This blog entry is part of my "blog about mundane stuff" series.
There seems to be a single tar file available for the NVEnc/Dec stuff containing the headers, sample code and some PDFs that are semi-useful for learning how all this stuff ties together, so I unpacked that locally to the project I was working in and set up paths so I could include the header files from it.
Step one in learning a new SDK or whatever is usually to
For A we have some PDFs lying about with 101 instructions on how to tie stuff together (not sufficient by itself), in theory there are some full SDK references available (found via Google for older versions but not for latest, must only be for the the upper class developers signed into some portal or another that I don't have access to - or I'm terrible at Google), and we have the various header files with reasonably well documented functions lying about.
They do provide some good 'you will need to do these things in order to get a context with which to do...', but they're best read alongside the sample code to get some understanding of why it does what it does.
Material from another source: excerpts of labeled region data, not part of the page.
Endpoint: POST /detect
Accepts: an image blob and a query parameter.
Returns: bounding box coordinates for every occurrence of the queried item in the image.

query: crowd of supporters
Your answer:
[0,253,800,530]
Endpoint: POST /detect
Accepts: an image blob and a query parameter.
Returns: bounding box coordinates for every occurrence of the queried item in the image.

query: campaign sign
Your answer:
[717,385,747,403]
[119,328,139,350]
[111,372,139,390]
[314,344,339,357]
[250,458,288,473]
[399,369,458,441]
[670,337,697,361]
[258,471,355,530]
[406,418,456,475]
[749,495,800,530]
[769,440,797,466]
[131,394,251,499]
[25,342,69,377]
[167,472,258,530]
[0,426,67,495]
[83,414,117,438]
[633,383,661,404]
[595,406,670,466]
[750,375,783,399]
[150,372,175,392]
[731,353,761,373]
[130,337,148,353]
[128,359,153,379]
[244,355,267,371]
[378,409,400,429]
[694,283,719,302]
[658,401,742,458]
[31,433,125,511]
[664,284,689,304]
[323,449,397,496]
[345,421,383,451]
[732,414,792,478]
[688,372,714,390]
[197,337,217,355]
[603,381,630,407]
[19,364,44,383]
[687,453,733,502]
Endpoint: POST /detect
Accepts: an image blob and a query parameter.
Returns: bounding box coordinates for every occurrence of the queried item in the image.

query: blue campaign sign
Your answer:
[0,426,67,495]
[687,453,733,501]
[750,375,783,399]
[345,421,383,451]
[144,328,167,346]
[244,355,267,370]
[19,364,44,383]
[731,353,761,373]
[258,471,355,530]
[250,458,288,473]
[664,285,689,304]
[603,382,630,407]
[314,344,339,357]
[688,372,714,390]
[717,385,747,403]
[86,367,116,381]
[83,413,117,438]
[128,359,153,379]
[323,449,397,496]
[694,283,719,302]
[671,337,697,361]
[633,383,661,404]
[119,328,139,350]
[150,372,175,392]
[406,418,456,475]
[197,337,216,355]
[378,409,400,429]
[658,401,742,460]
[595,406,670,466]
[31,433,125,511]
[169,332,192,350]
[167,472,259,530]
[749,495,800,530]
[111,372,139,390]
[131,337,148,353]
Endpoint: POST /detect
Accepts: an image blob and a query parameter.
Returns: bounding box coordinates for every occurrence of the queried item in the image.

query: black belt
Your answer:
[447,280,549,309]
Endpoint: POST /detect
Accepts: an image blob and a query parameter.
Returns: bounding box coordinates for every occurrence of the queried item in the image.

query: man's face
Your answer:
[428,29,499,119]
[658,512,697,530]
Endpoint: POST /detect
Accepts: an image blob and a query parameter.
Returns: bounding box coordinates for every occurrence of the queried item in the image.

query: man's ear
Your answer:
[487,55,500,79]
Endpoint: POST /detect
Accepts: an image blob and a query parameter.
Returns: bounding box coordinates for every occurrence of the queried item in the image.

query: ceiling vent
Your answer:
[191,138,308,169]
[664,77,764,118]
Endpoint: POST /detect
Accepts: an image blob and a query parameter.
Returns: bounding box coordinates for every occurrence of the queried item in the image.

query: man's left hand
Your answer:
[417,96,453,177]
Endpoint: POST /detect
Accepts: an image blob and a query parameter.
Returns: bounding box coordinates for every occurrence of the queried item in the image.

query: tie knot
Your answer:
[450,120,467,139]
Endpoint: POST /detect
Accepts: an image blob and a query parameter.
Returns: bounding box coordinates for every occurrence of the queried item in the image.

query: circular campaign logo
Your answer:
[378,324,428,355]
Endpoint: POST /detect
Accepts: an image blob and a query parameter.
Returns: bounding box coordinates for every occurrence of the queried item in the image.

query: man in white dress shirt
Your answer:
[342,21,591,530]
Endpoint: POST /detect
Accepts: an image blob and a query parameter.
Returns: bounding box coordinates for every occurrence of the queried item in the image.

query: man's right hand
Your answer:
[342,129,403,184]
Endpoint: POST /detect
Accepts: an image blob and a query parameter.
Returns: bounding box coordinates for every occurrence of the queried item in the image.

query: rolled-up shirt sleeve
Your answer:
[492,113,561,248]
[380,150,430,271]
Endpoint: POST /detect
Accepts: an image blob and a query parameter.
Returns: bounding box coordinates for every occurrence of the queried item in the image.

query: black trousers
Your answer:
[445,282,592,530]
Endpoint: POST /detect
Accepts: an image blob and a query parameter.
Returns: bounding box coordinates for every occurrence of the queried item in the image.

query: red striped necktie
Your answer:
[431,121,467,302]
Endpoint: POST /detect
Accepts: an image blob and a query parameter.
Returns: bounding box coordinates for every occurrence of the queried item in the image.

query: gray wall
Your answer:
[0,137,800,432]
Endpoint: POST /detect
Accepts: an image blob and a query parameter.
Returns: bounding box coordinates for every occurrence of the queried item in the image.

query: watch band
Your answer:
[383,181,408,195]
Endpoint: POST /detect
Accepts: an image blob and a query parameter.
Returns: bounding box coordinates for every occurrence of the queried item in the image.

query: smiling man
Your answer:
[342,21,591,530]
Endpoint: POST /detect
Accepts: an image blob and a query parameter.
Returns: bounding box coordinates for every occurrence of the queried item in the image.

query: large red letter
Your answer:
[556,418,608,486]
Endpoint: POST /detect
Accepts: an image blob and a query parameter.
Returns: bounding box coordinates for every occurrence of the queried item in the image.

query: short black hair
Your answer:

For B there is a full suite of samples, doing anything we pretty much might want to do with the SDK - but sadly (as is unfortunately common with SDKs such as this) rather than write samples directly against the APIs as would be convenient for the learner, they've built a whole abstraction in C++ and then used that for all the samples because it's convenient for the author - that's obviously easier to learn from than just some sample code that does the bare minimum in a linear fashion - rolleyes.
For C we look towards ffmpeg, (nvenc/nvdec) because that works but acknowledge that usually when they implement various pipelines/codecs that they're often not done in the most efficient manner because it's a big pluggable abstract system and that's not the stated goal or necessarily even compatible with their architecture.
Irregardless of the quality of the samples (That's a real word as of 2020, sorry I don't make the rules), they are where I found the most value for learning how the NV stuff works, even if it meant tracing through step by step and pulling the relevant function calls and the order they're invoked in into my own test code.
From any perspective, it's pretty obvious from looking at the header files/pdfs that encode and decode are very much their own things done in their own way with their own enums and own flags and own API design, it makes sense from a hardware perspective that these are dedicated processes but that it bubbles up to the API itself so dramatically is amusing - I imagine this is the result of separate teams working largely in isolation and Conway's Law holding steady...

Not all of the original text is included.